Conto de Natal dos Tempos Modernos, Sem Avareza e Rituais Americanos



Ele.

Gostava da sétima arte e colecionava os DVD dos seus filmes e séries de culto. Nunca pirateados. Só dos que traziam o selo da IGAC. Opunha-se a cópias e imitações, e ordenava as caixas em várias estantes, por géneros e pela ordem das suas preferências.

Sabia de cor diálogos e tinha vívidos na memória cenários, cenas e bandas sonoras. Reificava realizadores, atores e atrizes.

Tratamento equivalente era aplicado à sua música. Esta escrupulosamente categorizada em ficheiros do seu PC, no qual ninguém podia entrar, não se fosse apagar algo acidentalmente. Cada escolha tinha uma história motivada, um sentimento associado, uma sensação refletida. Os seus sonhos de vida eram de concertos intimistas, os seus heróis eram cantores desconhecidos do grande público, sobre os quais tudo sabia.

Era organizado, meticuloso e apreciava o rigor das coisas simples.

Ela.

Era completamente obcecada por livros. Já não tinha lugar para eles, mas continuava a adquiri-los. Nem que tivesse de se desfazer de roupas, colchas de croché e lençóis de seda.

Tanto era capaz de ler um livro numa tarde, como de ler e reler outro até à exaustão e deixá-lo de pousio durante semanas, indagando. Os de ficção, motivavam-lhe viagens imaginárias que tinham a virtude de a resgatar da sua vida morna. Os de não ficção, sublinhava-os, anotava-os, resumia-os. Davam-lhe alimento para as suas formações e longas conversas… ou monólogos.

Adorava cozinhar. Dissecar sabores, juntar ingredientes dissociáveis, decorar mesas, ritualizar refeições, passar horas à mesa na companhia de um bom vinho. Mas detestava pseudo-chefes, pseudo-empratamentos e etiquetas exageradas.

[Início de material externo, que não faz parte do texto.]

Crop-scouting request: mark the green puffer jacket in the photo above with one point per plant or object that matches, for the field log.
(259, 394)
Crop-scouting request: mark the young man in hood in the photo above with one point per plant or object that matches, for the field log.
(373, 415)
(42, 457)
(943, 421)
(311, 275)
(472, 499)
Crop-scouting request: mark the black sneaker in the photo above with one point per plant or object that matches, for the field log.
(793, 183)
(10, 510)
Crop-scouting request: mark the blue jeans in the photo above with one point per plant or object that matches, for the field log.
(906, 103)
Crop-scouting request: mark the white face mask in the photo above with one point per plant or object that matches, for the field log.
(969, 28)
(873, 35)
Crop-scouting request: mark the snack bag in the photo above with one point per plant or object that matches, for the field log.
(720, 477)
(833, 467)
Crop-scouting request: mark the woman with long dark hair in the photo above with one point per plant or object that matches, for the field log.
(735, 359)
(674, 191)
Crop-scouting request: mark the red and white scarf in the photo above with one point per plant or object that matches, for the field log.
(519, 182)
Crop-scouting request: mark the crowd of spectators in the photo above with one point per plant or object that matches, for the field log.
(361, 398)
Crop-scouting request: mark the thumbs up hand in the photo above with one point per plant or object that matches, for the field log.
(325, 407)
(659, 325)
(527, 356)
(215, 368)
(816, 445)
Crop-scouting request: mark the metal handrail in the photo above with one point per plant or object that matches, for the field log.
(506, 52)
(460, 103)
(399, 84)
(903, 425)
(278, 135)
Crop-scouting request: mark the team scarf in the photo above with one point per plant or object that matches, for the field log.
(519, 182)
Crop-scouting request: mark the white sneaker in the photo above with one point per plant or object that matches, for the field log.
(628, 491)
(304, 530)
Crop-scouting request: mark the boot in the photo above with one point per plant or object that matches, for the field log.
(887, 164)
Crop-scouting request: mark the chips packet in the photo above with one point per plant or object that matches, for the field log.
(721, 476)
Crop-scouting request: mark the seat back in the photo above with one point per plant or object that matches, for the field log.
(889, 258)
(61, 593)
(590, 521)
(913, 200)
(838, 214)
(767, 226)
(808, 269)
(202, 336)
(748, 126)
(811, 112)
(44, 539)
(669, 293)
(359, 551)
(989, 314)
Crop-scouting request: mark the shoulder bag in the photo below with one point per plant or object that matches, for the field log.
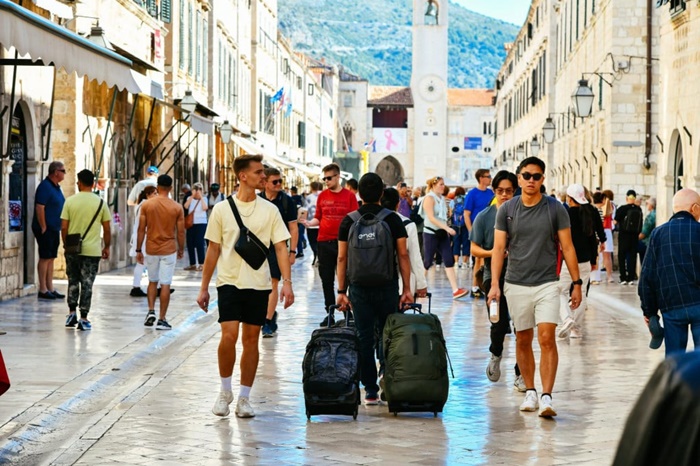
(73, 245)
(248, 246)
(189, 219)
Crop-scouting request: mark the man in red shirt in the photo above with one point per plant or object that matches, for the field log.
(332, 206)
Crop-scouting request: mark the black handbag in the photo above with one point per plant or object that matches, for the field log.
(248, 246)
(73, 244)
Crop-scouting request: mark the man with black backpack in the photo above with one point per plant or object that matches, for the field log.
(628, 219)
(369, 242)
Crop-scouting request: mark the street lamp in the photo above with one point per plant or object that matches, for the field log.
(226, 130)
(188, 103)
(583, 99)
(548, 131)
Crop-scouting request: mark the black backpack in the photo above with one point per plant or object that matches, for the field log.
(632, 223)
(370, 249)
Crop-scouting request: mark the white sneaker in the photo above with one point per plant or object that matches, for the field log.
(221, 406)
(530, 403)
(565, 327)
(493, 370)
(243, 408)
(546, 409)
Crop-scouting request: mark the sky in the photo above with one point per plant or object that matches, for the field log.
(512, 11)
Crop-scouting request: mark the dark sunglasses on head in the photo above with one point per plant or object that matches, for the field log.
(535, 176)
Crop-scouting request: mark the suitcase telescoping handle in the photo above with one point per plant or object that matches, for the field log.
(430, 300)
(334, 308)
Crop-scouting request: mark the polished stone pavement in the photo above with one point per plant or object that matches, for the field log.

Era pragmática, sonhadora e apreciava o rigor das coisas simples.

Eles.

Encontraram-se a algumas semanas de um Natal, já a cidade se enfeitava de luzes.

Equipa improvável, nunca mais se largaram e temas de conversa não faltaram nunca nas mesas fartas, no sofá frente à lareira, enroscados, a (re)ver um filme que motivava analogias com livros e músicas.

Ela passou a ter quem lhe arrumava os livros, lhe provava os temperos, lhe escolhia o vinho, lhe carregava as compras.

Ele passou a ter uma espetadora atenta ao seu lado, companhia para os concertos intimistas, os jantares infindáveis e as provas de vinho.

Passaram a gostar do Natal, porque o reconstruíram em conjunto, no rigor das coisas simples.